Git for Courses

This guide was originally written for a UIUC CS hosted GitHub Enterprise and the repository hosted on that site. It has been moved to https://github.com/uillinois-community/gitForCourses

Summer 2021 updates:

Date	Update
2021-05-25	This site will be updated with best practices and guides for transition from our github-dev.cs.illinois.edu service to using GitHub.com.

Git for Courses

Documents in this repository describe how different Illinois courses have used git for student assignment distribution, collection, grading, regrades, etc.

For feedback, contact Dave Mussulman ([email protected]). Issues and PR's welcomed.

Git for Courses

Services

Git is a version control systems for tracking changes in computer files and coordinating work on these files among multiple people. Wikipedia

Git is often paired with a server component that gives a web front-end to the data, handles collaboration and discovery across projects, and adds more collaborative features like issues, wikis, web-hosting, etc.

Some of these used at Illinois:

GitHub.com

The venerable cloud-based git service, github.com, has a GitHub Education program which supplies free hosting for students and courses. The GitHub username is independent from your Illinois netid or password.

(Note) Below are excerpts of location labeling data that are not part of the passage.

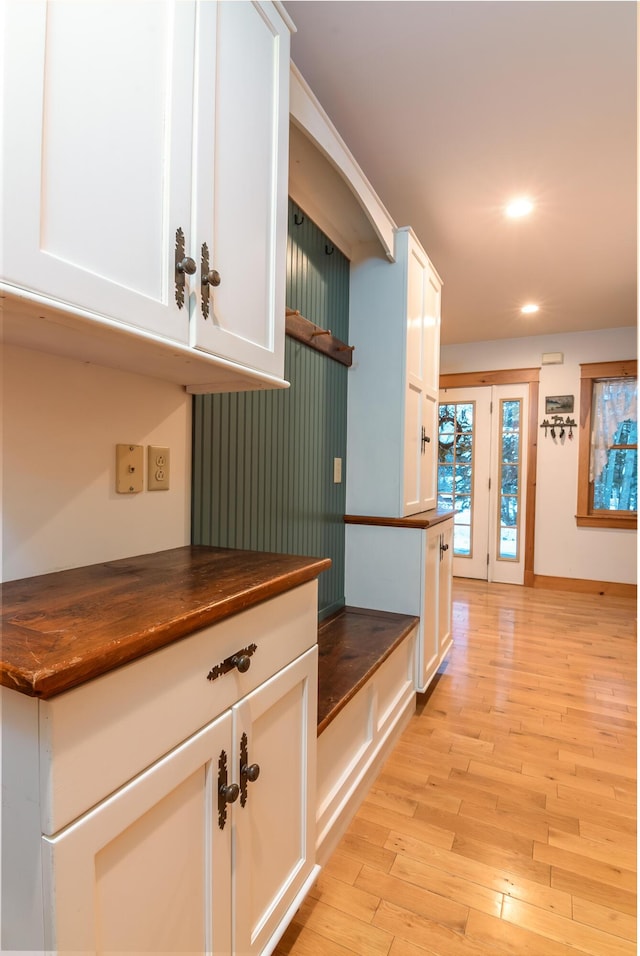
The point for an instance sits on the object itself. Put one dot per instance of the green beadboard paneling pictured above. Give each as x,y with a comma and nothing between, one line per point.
263,460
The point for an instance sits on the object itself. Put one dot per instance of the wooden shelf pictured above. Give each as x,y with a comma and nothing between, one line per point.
322,340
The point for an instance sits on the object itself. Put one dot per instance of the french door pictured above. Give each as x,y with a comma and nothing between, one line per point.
482,463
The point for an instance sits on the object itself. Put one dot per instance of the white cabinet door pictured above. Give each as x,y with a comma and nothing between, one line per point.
275,828
428,656
240,188
149,869
421,380
97,155
436,615
444,587
393,386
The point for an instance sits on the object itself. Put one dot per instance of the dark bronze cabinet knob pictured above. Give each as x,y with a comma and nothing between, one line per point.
252,772
242,662
211,278
230,792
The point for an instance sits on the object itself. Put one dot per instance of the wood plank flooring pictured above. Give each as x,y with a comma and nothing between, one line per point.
504,820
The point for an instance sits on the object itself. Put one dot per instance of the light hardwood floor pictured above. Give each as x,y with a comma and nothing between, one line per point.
504,820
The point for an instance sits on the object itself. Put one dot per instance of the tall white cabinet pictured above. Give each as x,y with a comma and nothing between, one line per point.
393,386
145,175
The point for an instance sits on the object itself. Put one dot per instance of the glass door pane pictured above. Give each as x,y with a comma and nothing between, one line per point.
455,470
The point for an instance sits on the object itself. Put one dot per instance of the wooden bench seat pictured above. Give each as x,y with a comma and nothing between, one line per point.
366,696
352,644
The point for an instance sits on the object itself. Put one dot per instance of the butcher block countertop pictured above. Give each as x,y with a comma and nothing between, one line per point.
425,519
62,629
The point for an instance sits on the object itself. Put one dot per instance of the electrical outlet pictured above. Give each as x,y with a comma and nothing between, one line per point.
157,468
129,469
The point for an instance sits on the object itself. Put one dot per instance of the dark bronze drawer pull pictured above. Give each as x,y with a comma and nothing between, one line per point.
241,661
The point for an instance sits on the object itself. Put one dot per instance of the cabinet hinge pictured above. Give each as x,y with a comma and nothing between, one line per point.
227,792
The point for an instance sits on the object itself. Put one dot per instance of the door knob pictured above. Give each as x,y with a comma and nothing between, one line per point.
252,772
230,792
241,662
212,278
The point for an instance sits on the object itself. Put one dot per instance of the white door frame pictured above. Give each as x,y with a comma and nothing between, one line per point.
531,377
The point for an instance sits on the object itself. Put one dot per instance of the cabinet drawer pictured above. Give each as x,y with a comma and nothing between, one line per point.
96,737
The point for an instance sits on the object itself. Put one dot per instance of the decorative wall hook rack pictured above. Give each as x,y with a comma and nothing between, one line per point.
558,426
322,340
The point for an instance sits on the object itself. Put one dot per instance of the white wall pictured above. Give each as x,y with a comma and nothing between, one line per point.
561,548
61,422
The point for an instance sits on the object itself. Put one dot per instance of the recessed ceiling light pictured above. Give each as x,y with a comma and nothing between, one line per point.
519,207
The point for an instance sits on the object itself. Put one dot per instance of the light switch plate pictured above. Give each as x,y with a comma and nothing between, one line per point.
157,468
129,469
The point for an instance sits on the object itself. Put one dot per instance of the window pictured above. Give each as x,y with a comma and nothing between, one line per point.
608,453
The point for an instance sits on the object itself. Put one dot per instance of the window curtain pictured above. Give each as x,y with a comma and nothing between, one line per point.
614,402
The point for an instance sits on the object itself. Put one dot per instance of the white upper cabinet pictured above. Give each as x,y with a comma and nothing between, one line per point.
393,385
241,168
129,129
98,155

It's not entirely clear the FERPA risks of using GitHub's cloud service for student sensitive data.

GitLab

Engineering IT hosts a GitLab Community Edition service at https://gitlab.engr.illinois.edu Login uses the Illinois NetID and password.

Because the service is running on-premise by Illinois staff, there are no third-party FERPA risks for using gitlab.engr with courses.

GitHub Enterprise

Computer Science has been piloting courses using an on-campus GitHub Enterprise service at https://github-dev.cs.illinois.edu. Login uses the Illinois NetID and password. This service can leverage Active Directory groups for permissions, such as roster groups or course staff groups (managed at https://my.engr.illinois.edu/classtools).

Because the service is running on-premise by Illinois staff, there are no third-party FERPA risks for using github-dev.cs with courses.

Terminology

For help muddling through what git and the git servers call their things, see the terminology page. This guide will largely follow the GitHub terminology.

Assignments and repositories

You have options on how you create assignments around git repositories.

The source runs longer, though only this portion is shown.